Tanto esfuerzo, tanto tesón durante unos cuarenta años cuando Francisco Javier Cisneros, partió desde Puerto Berrío con ocho personas buscando la mejor ruta para el trazado del ferrocarril, por entre la selva, por entre ríos con corrientes tormentosas, por entre culebras y lluvias, vegetación espesa, desconocida,  y la ardentía de sus vidas hacia lugares desconocidos solo con una brújula y su entusiasmo. Luego se construye una obra poderosa, el Túnel de la Quiebra para facilitar la vía cuando se termina la línea hasta Medellín, lo cual abría las posibilidades de los negocios, a la utilidad, a la economía, a la integración y olvidamos que por aquí prosperó la región, y, nunca, en estos últimos años existió una referencia de peso para no dejar desmoronar este patrimonio.
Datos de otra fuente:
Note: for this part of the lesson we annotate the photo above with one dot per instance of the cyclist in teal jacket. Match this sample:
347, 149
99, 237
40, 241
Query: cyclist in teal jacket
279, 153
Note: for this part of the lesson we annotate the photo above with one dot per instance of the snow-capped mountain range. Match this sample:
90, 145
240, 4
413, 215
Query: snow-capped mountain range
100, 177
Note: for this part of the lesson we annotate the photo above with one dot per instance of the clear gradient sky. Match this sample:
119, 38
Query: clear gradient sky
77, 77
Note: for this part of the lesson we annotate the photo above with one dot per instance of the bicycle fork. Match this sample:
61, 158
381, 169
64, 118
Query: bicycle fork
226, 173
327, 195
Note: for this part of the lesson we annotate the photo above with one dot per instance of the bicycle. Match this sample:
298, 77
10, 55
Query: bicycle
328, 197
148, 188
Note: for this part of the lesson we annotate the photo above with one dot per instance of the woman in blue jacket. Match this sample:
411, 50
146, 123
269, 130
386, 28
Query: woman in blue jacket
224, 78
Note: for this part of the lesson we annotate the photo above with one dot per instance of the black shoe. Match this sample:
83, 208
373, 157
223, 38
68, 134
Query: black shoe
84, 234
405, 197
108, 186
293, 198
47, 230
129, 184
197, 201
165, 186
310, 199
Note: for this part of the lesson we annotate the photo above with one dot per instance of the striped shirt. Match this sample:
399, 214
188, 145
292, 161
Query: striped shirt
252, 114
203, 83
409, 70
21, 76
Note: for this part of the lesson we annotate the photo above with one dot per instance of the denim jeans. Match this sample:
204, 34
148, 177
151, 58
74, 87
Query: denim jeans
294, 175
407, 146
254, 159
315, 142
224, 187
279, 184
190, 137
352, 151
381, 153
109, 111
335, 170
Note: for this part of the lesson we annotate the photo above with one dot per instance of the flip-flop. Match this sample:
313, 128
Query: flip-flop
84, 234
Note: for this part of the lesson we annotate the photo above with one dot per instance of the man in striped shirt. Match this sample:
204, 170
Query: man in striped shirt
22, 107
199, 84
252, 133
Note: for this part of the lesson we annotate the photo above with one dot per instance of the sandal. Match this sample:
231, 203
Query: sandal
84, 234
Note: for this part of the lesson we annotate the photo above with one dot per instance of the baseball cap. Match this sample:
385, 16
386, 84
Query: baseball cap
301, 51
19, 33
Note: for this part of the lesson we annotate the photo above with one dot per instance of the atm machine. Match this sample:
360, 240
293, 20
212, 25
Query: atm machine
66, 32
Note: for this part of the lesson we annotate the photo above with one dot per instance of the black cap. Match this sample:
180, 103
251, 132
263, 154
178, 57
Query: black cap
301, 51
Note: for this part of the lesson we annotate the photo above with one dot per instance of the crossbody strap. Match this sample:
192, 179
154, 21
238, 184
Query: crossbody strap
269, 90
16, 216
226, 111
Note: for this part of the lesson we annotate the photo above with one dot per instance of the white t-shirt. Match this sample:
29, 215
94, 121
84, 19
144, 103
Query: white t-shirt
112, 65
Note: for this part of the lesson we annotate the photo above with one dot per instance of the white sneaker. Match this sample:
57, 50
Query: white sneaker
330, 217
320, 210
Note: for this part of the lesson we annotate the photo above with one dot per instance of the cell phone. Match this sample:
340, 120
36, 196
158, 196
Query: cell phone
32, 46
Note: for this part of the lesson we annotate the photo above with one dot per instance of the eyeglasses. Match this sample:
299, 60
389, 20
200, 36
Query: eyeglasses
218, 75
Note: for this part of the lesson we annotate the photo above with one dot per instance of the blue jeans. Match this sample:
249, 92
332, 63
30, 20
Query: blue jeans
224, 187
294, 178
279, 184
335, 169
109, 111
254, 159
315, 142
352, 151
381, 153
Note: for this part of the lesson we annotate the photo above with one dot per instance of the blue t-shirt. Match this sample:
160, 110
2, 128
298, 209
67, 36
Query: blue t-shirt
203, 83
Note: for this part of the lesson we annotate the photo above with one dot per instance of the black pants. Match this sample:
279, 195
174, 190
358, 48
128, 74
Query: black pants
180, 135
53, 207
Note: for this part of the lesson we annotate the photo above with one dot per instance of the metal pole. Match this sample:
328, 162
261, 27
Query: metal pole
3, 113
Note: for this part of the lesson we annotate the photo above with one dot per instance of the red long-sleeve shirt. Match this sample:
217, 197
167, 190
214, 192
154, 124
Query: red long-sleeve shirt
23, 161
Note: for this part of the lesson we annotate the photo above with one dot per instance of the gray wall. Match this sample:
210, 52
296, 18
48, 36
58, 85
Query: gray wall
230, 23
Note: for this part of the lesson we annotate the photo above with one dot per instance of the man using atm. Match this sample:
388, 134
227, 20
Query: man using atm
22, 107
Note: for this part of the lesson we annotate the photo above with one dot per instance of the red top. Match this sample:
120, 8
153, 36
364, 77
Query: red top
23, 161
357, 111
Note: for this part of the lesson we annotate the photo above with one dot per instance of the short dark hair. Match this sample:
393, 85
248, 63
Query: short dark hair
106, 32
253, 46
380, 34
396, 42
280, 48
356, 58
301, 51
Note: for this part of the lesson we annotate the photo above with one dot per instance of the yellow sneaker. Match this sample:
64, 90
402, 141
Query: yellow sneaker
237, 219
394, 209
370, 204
Pero vamos al comienzo. José María Bravo Betancur relata esta épica la construcción del primer enclave, en su llegada: “Continuaron los trabajos hacia Medellín y el 8 de diciembre se entregó el sector del K 43 al K 49, en las proximidades de la Estación de Bello, localizada en el K 484 + 900. Referente a este sector, extractamos los siguientes apartes del Informe presentado por el Ingeniero Ernesto Cadavid E., el 29 de enero de 1913: "En la sección de Bello están establecidas tres cuadrillas, en Guacimal, Lazareto y Bello, que son las que se necesitan para la construcción de esta parte. Como en el kilómetro 50 no hay tierra para la construcción de la Estación Bello y para los terraplenes inmediatos de la Q del Hato, hubo necesidad de comprar tierra a José Velásquez, de un solar inmediato a la estación, a $ 0,03 el metro cúbico”. Luego añade que debe llenarse la vega que va de terrenos de los señores Santamaría hasta la Q. del Hato que es de dos kilómetros aproximadamente.
Luego, ya en pleno funcionamiento desde Puerto Berrío hasta la capital del departamento, añade Agapito Betancur, quien había trabajado en el ferrocarril y muchos añas más tarde sería alcalde de Medellín: “Paseo a Bello: Bello es una población situada en medio de hermosos campos a 9 kilómetros de Medellín hacia el Norte. Muestran allí la casa donde nació Marco Fidel Suárez. Cerca está la Fábrica de Tejidos, de Bello. Junto a la Estación del Ferrocarril la Fábrica de Tejidos del Hato y los magníficos talleres del Ferrocarril de Antioquia”.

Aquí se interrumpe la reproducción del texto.